In comes Miky Lee, who produced Parasite. Lee built South Korea's first movie multiplex, invested in DreamWorks studios and grew a $4.1 billion entertainment empire that helped launch filmmakers such as Bong Joon-ho.

Granddaughter of the Samsung founder, Lee Byung-chul, she 'used to carry DVDs and go to Warners, Universal, Fox, anybody I had a chance with, and pitch Korean film, Korean film, Korean film,' Lee told The Hollywood Reporter.

So when Parasite came to the Oscars, the groundwork Lee had done meant that the international film world was no stranger to Korea.

Bong had met distributor Tom Quinn at Cannes in 2006. Quinn's Neon picked up Parasite for the United States.

Entertainment Web site Deadline says two trailers were cut with over 30 pieces of digital content.

Not a single piece of marketing material included content from the second half of Parasite.

On the flick's Instagram, NEON created an interlocking puzzle of images to promote the film, a series of cliffhangers with interconnecting ads.

At last count, Parasite's official trailer on YouTube had raked in over 15 million views.

NEON Chief Marketing Officer Christian Parkes said, 'We didn't look at this movie as a foreign film. We looked at this as a best picture contender.' The final piece of the puzzle is the contextually strong base of the movie.

The imagery of semi-basement houses, narrow, garbage-strewn lanes contrasted with lush gardens, large, empty spaces with sunlight seeping in resonates with the audience. Its vocabulary is powerful.

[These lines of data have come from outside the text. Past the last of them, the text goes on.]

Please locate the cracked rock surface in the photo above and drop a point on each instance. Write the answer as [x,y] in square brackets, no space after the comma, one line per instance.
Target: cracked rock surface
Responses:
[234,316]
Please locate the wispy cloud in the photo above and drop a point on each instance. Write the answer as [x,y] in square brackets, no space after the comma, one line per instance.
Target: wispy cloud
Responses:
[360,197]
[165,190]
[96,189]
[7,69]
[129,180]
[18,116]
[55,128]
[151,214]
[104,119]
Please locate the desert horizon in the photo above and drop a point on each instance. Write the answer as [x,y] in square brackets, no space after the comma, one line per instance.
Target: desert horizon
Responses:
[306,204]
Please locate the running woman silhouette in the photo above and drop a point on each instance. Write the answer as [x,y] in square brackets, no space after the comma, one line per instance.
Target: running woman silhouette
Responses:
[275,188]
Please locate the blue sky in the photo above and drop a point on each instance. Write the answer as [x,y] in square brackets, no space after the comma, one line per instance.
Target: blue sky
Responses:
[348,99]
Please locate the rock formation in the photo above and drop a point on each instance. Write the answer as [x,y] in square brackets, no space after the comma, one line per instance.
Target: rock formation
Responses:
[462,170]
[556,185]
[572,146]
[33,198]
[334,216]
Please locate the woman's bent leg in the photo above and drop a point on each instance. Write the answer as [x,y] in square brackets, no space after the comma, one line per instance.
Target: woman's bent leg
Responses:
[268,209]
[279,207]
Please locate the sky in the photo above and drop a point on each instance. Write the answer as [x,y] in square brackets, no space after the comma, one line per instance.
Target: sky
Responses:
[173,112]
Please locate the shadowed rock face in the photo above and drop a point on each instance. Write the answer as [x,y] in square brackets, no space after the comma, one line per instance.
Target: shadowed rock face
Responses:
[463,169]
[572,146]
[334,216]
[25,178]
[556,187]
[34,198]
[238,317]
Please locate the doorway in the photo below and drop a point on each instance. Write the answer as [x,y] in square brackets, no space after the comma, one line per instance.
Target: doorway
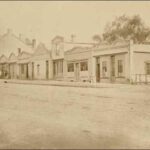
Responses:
[77,72]
[97,70]
[32,70]
[112,68]
[47,69]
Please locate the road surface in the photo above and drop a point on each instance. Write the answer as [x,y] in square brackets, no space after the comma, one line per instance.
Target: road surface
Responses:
[34,116]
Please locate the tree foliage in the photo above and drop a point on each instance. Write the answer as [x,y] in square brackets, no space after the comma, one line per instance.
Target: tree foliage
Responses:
[126,28]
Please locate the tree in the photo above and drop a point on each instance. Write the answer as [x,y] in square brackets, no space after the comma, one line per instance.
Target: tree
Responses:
[126,28]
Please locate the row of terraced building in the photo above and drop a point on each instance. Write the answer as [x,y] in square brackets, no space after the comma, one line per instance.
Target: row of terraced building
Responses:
[122,61]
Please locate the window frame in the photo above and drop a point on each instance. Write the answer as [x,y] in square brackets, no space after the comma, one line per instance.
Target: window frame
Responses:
[70,68]
[84,66]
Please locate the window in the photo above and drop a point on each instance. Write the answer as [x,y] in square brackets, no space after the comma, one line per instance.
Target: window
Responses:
[84,66]
[148,68]
[71,67]
[120,67]
[104,68]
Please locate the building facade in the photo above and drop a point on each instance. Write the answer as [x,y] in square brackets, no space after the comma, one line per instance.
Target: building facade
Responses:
[120,62]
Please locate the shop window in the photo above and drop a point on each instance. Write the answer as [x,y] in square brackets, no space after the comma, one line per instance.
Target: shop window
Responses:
[148,68]
[84,66]
[104,68]
[71,67]
[120,68]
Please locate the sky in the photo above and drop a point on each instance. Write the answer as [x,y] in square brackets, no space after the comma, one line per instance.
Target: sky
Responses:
[44,20]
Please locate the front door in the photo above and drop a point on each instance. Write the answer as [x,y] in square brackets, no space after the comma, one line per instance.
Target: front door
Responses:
[77,72]
[112,68]
[47,69]
[97,70]
[32,70]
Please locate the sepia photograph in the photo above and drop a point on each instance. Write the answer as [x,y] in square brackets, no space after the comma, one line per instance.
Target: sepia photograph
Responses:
[74,74]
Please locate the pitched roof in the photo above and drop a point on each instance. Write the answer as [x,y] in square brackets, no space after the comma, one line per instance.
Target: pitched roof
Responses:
[10,43]
[41,49]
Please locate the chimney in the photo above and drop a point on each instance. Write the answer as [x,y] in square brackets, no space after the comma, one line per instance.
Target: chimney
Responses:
[33,43]
[19,51]
[9,31]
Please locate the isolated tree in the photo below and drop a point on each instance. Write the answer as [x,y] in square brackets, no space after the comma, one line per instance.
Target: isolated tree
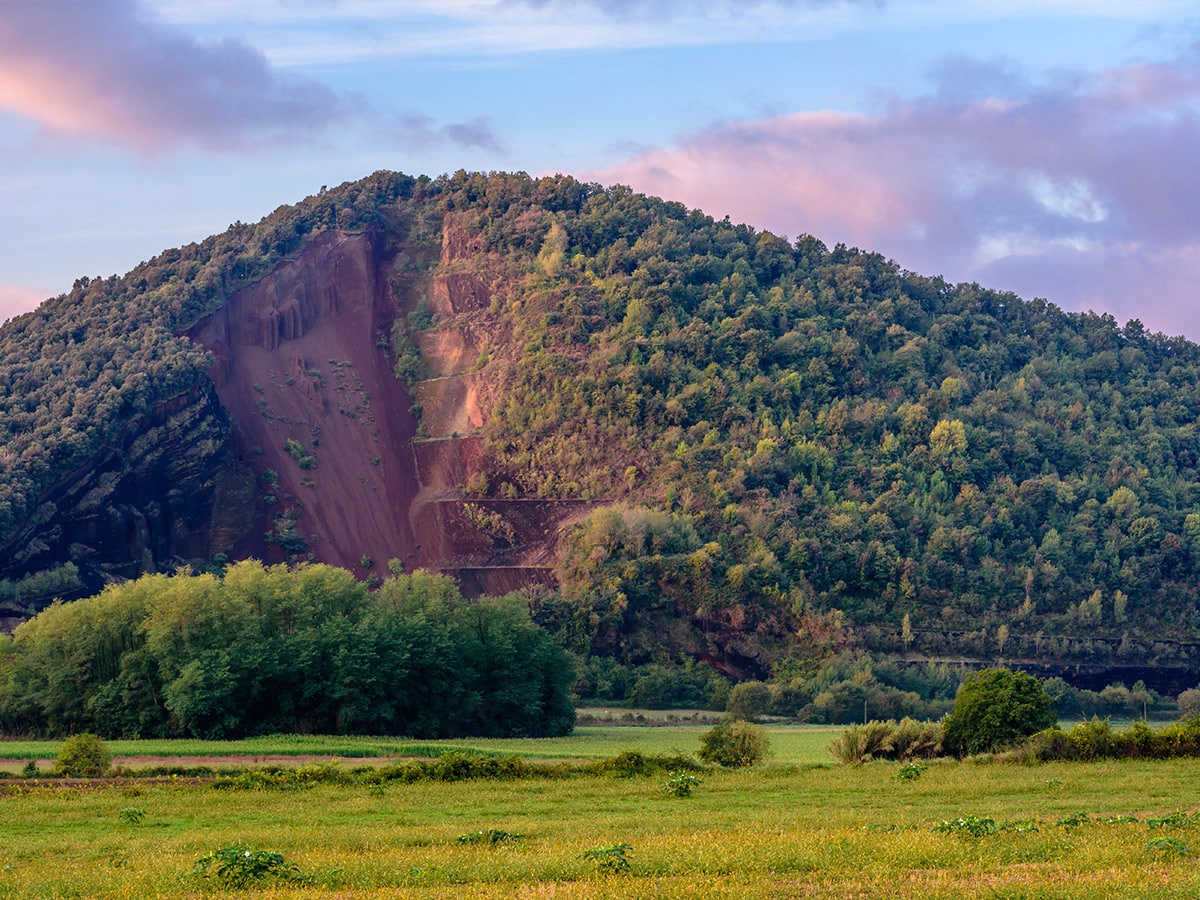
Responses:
[84,756]
[996,708]
[733,744]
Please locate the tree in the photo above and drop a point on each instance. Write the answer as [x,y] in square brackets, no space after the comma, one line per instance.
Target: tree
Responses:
[733,744]
[996,708]
[84,756]
[748,701]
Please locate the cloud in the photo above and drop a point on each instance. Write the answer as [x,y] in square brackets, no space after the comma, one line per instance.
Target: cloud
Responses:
[108,70]
[103,69]
[1081,189]
[16,299]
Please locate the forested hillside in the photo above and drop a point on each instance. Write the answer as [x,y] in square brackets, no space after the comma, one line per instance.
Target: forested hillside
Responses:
[693,439]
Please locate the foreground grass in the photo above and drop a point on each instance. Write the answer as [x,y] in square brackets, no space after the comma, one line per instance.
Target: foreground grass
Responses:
[766,833]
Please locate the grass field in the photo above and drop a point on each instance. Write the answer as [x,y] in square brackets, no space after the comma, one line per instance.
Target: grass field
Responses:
[796,744]
[781,831]
[797,827]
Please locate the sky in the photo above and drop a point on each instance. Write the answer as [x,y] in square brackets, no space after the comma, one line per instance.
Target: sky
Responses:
[1043,147]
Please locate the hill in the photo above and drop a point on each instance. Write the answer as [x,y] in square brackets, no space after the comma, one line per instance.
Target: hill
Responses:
[682,437]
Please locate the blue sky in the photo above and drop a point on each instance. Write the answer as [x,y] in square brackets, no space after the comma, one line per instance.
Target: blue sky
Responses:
[1045,148]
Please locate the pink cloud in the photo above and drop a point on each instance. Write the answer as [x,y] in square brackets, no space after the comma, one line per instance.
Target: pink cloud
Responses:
[16,299]
[107,70]
[103,69]
[1083,190]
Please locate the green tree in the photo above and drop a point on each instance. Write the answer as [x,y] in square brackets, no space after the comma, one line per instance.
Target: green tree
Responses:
[748,701]
[84,756]
[733,744]
[994,709]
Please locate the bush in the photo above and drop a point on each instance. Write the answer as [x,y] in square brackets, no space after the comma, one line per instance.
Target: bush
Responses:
[906,739]
[84,756]
[733,744]
[996,708]
[748,701]
[239,867]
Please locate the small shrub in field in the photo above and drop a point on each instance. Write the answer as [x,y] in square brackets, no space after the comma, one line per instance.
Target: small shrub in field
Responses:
[492,835]
[733,744]
[239,865]
[1176,820]
[971,826]
[681,784]
[611,859]
[1079,819]
[862,743]
[906,739]
[912,739]
[84,756]
[1168,846]
[912,771]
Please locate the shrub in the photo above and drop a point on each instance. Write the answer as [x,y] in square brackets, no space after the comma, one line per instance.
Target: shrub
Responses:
[733,744]
[84,756]
[238,865]
[681,784]
[906,739]
[996,708]
[612,858]
[748,701]
[863,743]
[916,741]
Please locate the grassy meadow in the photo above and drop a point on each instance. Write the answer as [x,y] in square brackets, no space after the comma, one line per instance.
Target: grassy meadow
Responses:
[789,744]
[791,828]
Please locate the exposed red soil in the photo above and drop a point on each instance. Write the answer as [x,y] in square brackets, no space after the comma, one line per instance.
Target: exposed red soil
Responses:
[303,357]
[297,358]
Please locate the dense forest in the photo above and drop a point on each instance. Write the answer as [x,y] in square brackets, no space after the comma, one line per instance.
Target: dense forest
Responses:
[792,453]
[270,649]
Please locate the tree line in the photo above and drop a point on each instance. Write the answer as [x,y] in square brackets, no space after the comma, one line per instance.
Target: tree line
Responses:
[264,649]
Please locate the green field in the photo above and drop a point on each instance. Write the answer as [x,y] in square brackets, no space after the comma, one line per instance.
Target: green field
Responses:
[1061,831]
[796,744]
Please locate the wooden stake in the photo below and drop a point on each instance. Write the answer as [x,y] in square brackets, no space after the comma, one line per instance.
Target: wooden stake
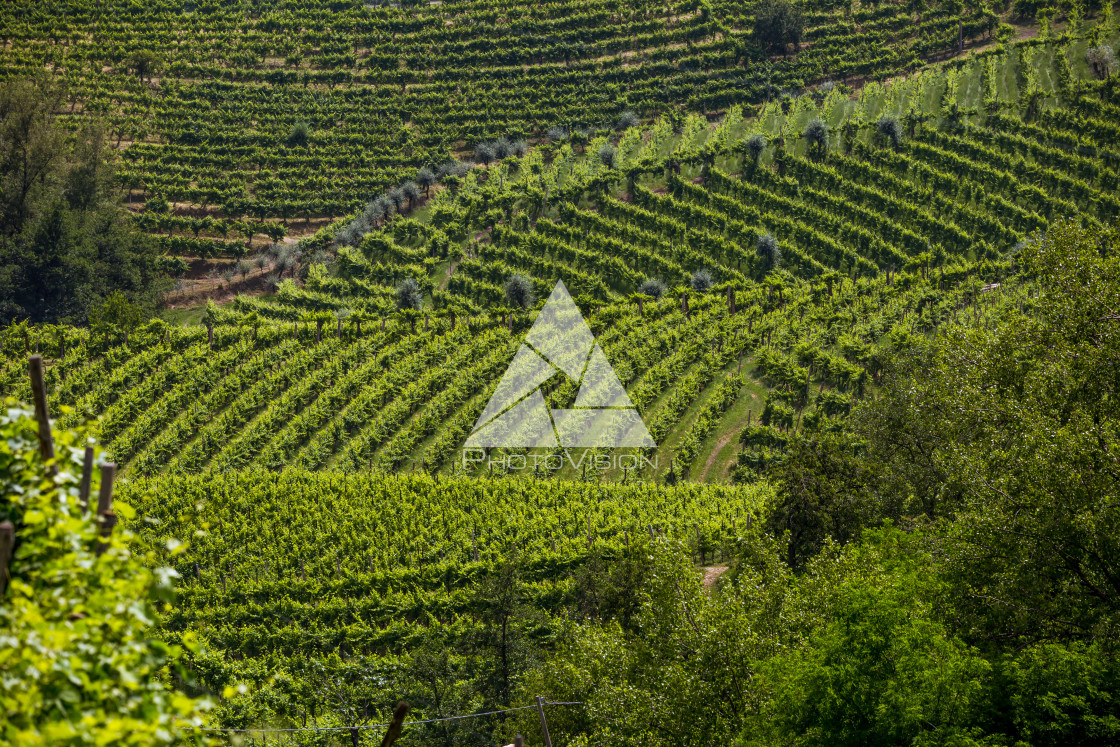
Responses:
[42,414]
[394,727]
[105,503]
[7,542]
[83,495]
[544,725]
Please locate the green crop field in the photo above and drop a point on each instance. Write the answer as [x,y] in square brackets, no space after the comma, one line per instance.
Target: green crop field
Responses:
[854,264]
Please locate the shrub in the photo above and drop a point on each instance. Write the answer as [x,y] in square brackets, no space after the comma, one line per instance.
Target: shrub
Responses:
[81,665]
[299,134]
[701,281]
[408,295]
[519,291]
[756,145]
[608,156]
[768,253]
[889,129]
[652,287]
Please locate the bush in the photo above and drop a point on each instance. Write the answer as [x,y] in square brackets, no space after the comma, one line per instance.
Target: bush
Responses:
[652,287]
[701,281]
[519,291]
[80,664]
[817,136]
[608,156]
[889,129]
[484,153]
[756,145]
[299,134]
[768,253]
[408,295]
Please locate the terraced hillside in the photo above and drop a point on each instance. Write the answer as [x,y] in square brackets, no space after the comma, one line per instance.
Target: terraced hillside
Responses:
[298,109]
[889,230]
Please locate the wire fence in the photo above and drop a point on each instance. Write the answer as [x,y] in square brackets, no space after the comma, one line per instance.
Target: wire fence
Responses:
[383,726]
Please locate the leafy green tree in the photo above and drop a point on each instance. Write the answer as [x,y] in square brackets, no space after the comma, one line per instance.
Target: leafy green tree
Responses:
[425,179]
[519,291]
[889,130]
[608,155]
[652,287]
[626,120]
[817,136]
[1014,430]
[408,295]
[768,253]
[65,240]
[700,281]
[755,146]
[884,671]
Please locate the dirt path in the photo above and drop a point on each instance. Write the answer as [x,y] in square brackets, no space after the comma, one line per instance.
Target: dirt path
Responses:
[715,455]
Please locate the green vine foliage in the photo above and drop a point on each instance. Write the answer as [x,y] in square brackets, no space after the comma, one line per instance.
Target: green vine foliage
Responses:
[78,664]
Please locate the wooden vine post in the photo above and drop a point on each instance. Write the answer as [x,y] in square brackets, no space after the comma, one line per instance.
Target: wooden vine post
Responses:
[7,543]
[42,414]
[83,495]
[544,725]
[105,514]
[394,727]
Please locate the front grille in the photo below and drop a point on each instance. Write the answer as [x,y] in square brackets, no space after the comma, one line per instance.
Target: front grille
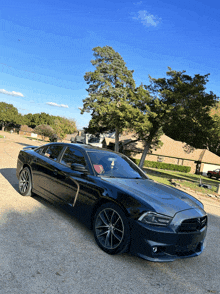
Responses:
[193,224]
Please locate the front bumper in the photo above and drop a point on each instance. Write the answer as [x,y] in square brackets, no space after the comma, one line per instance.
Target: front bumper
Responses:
[164,243]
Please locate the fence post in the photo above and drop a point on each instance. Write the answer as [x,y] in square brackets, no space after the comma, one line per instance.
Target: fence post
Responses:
[218,189]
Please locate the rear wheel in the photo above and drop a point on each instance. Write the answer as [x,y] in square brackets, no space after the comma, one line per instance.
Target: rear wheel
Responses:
[25,184]
[111,229]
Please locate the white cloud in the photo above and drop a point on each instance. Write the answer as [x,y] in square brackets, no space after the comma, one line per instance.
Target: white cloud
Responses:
[57,105]
[13,93]
[147,19]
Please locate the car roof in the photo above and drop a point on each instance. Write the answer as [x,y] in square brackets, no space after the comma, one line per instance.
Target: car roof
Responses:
[84,147]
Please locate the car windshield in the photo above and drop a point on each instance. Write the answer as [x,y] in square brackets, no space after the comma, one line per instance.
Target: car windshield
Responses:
[113,165]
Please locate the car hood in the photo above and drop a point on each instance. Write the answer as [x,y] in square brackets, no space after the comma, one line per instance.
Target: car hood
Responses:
[162,198]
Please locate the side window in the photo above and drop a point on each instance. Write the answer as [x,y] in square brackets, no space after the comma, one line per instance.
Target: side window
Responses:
[52,151]
[72,155]
[41,150]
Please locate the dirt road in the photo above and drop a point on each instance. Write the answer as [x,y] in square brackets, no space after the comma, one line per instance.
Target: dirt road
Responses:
[44,250]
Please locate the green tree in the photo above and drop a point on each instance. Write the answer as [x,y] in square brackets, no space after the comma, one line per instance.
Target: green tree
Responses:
[8,114]
[110,85]
[180,107]
[63,126]
[149,125]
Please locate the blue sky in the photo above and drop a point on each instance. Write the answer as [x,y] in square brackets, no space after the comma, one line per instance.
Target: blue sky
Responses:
[46,47]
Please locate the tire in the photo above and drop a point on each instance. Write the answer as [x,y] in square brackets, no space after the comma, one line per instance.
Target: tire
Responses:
[111,229]
[25,182]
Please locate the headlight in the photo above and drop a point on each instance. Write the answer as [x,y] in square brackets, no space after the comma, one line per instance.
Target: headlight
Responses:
[154,218]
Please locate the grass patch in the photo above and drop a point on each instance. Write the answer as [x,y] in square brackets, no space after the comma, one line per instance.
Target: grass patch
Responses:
[191,181]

Bong regularly mentions that the poor family 'infiltrates' the house of a rich family, a polarising idea in today's time.

Its music and deft camera work cast a spell. The deep-rooted financial and social inequality depicted is also topical not just in Korea, but the whole world.

The recent Oxfam report states that the wealth of the richest 22 men in the world equals the wealth of all the women in Africa.

As Bong said, 'Once you overcome the one-inch tall barrier of subtitles, you will be introduced to so many more amazing films.'

So is this the new norm or an aberration? Over to you, Oscars 2021.